L’auteure a vécu plusieurs autres moments sombres, notamment dans sa vie d’étudiante dans les années 1980, comme lorsque l’organisation néonazie British Movement placardait des affiches la menaçant directement sur le campus de l’Université de Stirling. Ou encore, alors que l’extrême-droite montait en Angleterre, elle et ses amis ont subi une agression raciste dans le métro de Londres… Dans l’indifférence générale. Aujourd’hui, la poétesse estime que « rire d’une chose, c’est lui enlever un peu de son pouvoir. La satire et l’ironie aident à faire face à certaines situations difficiles ».

Aujourd’hui, la Makar - dont le rôle d’origine médiéval a été ressuscité au début des années 2000 - veut rendre la poésie plus visible et plus présente dans le quotidien. « La littérature ouvre des portes et offre du réconfort, de la solidarité, dit-elle. C’est un rayon de lumière dans cette sombre époque. Les poètes donnent une voix à ceux qui n’en ont pas ».

Anglais, gaélique, Scots, arcadien, doric… Elle célèbre la poésie écossaise dans toutes les langues

Elle a notamment écrit et déclamé des poèmes à l’occasion de la cérémonie d’ouverture du Parlement écossais en 2016, à l’inauguration du pont de Queensferry en 2017, et pour tous les nouveau-nés en Écosse qui reçoivent une baby box. « La volonté de construire des ponts est plus profonde que les rivières qu’ils enjambent », récitait-elle, et « il faut plus d’une langue pour raconter une histoire ». C’est la raison pour laquelle Jackie Kay célèbre la poésie écossaise dans toutes les langues présentes dans le pays : l’anglais, le gaélique, le Scots, l’arcadien ou encore le doric… Comme une manière d’affirmer haut et fort l’identité multiple de l’Écosse et des Écossais.

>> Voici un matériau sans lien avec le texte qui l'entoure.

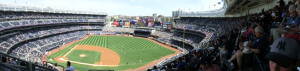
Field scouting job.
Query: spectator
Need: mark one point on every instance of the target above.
(293, 21)
(155, 68)
(55, 67)
(284, 55)
(69, 67)
(260, 46)
(209, 67)
(238, 55)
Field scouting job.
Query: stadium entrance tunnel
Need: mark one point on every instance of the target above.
(108, 57)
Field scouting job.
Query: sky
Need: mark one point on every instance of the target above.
(123, 7)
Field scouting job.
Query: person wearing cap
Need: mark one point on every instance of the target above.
(260, 47)
(293, 20)
(284, 55)
(69, 67)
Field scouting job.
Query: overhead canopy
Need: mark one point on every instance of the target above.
(238, 6)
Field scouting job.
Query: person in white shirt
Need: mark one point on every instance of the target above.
(69, 68)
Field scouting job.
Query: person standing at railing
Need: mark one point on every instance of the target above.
(69, 68)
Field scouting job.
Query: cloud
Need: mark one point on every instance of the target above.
(124, 7)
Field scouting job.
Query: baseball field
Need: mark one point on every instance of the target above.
(117, 53)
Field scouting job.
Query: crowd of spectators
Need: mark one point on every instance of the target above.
(36, 15)
(9, 41)
(265, 41)
(21, 23)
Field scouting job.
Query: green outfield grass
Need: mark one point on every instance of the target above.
(91, 56)
(131, 50)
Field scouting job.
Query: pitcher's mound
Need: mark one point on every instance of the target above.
(82, 55)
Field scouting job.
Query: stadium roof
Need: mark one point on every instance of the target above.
(238, 6)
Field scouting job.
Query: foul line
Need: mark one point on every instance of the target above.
(86, 63)
(70, 51)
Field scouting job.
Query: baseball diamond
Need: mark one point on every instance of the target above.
(111, 52)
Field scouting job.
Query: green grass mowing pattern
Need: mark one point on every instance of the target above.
(91, 56)
(130, 50)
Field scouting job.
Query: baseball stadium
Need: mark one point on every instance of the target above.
(149, 35)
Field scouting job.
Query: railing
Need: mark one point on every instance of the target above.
(12, 67)
(7, 7)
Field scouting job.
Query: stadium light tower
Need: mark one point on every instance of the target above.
(183, 36)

La multiplicité des identités est un thème transversal dans la littérature écossaise moderne. Au Book Festival, la romancière Ali Smith demandait : « pourquoi ne voudrions-nous être qu’une chose alors que nous sommes si multiples ? Pourquoi voudrions-nous nous refuser notre multiplicité ? »

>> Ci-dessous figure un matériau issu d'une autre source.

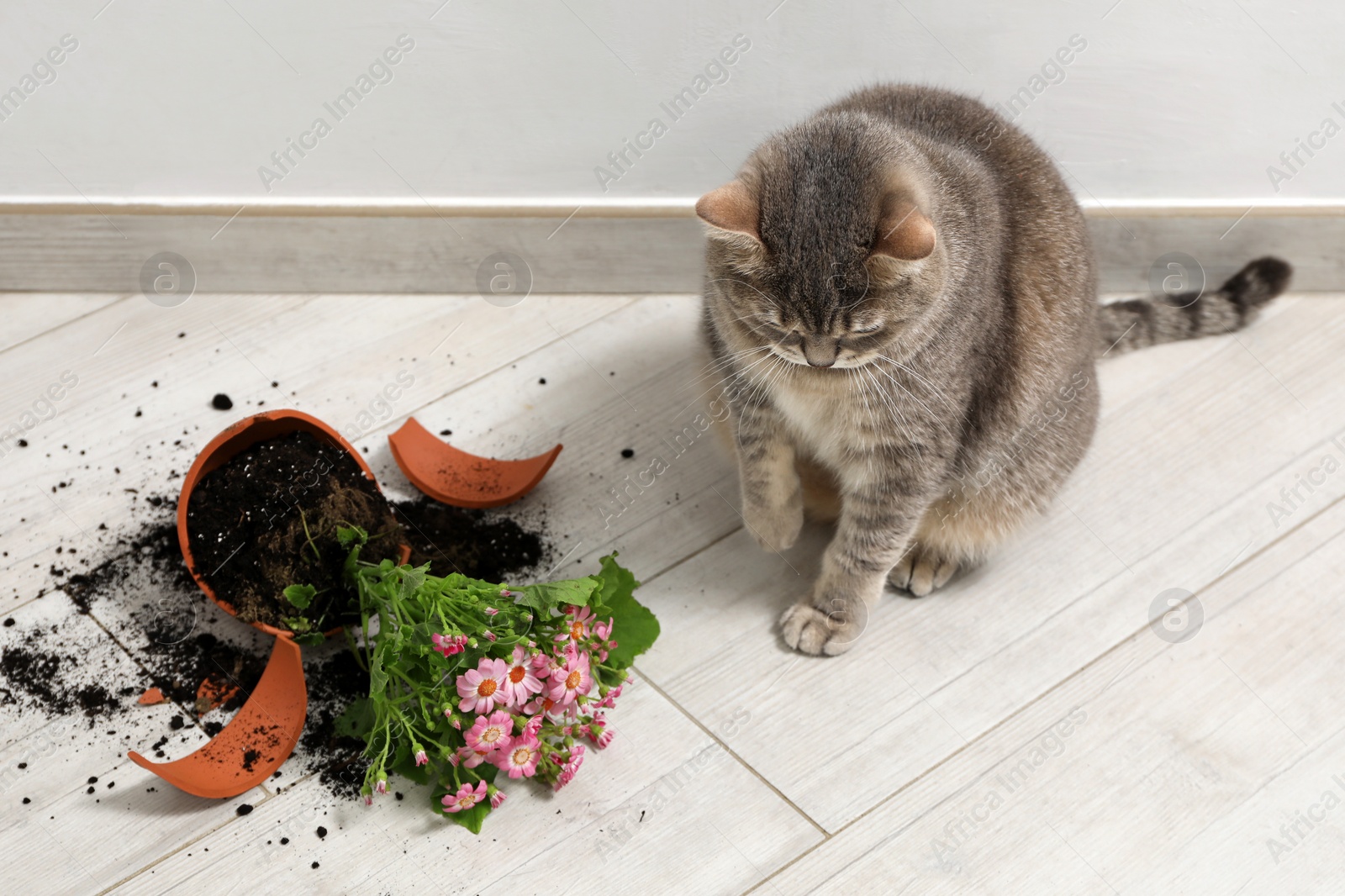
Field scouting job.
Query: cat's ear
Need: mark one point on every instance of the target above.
(905, 233)
(732, 208)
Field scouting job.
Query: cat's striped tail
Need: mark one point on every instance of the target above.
(1137, 323)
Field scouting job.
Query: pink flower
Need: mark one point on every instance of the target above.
(471, 757)
(578, 627)
(572, 680)
(520, 683)
(545, 665)
(520, 761)
(576, 759)
(491, 732)
(448, 645)
(544, 708)
(481, 688)
(464, 798)
(603, 735)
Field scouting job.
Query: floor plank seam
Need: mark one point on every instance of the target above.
(66, 323)
(178, 849)
(1037, 700)
(735, 755)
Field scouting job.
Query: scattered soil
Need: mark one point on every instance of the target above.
(472, 542)
(268, 519)
(37, 678)
(179, 640)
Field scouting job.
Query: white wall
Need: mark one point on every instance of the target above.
(524, 100)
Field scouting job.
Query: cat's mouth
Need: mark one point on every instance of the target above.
(840, 362)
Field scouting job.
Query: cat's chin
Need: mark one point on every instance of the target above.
(842, 363)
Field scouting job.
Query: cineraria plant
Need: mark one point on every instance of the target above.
(471, 680)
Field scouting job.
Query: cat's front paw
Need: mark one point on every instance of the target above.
(825, 627)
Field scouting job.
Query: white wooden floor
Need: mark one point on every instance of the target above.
(1022, 730)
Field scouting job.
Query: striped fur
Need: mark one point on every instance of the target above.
(1138, 323)
(901, 314)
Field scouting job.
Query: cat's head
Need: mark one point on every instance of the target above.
(822, 248)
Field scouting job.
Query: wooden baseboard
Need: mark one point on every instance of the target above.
(548, 246)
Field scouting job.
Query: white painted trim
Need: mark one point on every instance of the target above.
(578, 206)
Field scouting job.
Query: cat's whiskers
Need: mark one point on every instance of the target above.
(926, 382)
(899, 419)
(899, 385)
(733, 376)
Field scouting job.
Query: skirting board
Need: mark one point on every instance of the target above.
(623, 249)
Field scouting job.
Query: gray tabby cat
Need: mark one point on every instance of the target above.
(903, 303)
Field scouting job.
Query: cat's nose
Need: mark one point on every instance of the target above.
(820, 351)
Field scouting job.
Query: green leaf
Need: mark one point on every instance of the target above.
(377, 676)
(296, 623)
(636, 627)
(300, 595)
(548, 595)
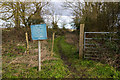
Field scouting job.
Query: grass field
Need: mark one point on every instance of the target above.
(64, 63)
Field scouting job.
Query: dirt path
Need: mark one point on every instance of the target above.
(72, 69)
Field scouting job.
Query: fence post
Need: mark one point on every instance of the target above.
(52, 44)
(81, 41)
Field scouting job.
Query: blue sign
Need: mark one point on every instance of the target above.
(39, 32)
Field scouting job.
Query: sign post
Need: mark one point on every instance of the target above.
(39, 32)
(39, 56)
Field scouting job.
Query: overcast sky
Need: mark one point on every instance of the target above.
(64, 14)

« Tout le monde doit retrouver cette complexité »

Pour Jackie Kay, grandir comme enfant métisse dans un environnement où elle était la seule ne lui a pas donné le choix : elle a dû réfléchir à qui elle était, d’où elle venait, et à comment elle pouvait être acceptée. « Les personnes dans mon cas développent une complexité, un soi double, et c’est un atout très intéressant pour un écrivain ». Mais cette complexité ne concerne pas que les gens de couleur, les étrangers ou les outsiders. « Tout le monde doit retrouver cette complexité. Il est plus important que jamais de le rappeler, à cette époque du Brexit et de Trump. »

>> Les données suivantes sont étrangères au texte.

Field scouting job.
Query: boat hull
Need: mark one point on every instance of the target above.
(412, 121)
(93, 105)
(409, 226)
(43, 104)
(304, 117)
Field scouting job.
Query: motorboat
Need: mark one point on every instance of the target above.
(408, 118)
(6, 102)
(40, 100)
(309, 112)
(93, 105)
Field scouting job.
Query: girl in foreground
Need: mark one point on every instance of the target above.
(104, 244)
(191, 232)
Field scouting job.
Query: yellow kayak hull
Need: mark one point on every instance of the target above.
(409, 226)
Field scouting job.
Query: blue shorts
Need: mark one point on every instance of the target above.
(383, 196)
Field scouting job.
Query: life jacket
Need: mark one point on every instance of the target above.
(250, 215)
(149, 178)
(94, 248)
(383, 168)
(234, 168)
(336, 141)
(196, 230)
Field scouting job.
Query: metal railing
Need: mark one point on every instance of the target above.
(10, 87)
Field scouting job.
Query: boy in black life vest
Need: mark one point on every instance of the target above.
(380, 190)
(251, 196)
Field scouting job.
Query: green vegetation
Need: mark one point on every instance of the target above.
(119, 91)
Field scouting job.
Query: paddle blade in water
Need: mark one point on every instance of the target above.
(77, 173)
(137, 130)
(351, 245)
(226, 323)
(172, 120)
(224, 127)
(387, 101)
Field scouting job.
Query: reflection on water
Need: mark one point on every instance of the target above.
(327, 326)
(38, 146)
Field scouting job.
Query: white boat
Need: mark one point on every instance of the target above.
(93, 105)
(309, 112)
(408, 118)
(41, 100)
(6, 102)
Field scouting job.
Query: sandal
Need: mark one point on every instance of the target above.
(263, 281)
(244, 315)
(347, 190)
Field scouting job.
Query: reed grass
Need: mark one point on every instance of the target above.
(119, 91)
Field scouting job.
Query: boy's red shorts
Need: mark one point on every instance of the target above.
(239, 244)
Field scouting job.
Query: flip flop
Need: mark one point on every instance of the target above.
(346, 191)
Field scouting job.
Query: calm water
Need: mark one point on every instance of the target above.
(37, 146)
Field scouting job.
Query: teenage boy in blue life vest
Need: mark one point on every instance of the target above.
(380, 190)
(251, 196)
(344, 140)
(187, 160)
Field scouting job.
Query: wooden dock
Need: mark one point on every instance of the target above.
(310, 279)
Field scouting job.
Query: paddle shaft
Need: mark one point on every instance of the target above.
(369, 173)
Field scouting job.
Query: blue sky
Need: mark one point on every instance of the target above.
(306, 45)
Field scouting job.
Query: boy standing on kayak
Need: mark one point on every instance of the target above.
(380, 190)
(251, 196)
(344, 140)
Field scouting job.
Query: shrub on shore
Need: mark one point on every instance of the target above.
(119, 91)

Les valeurs de Jackie Kay, parsemées dans ses poèmes et ses romans, sont le partage, l’ouverture et la joie - toujours contagieuse tant on rit en la lisant et en l’écoutant. Sa poésie, éminemment optimiste, est politique et elle l’assume : en mettant en question « la culture écossaise clichée, faite de haggis et de shortbread », elle encourage l’Écosse à accepter et embrasser sa diversité.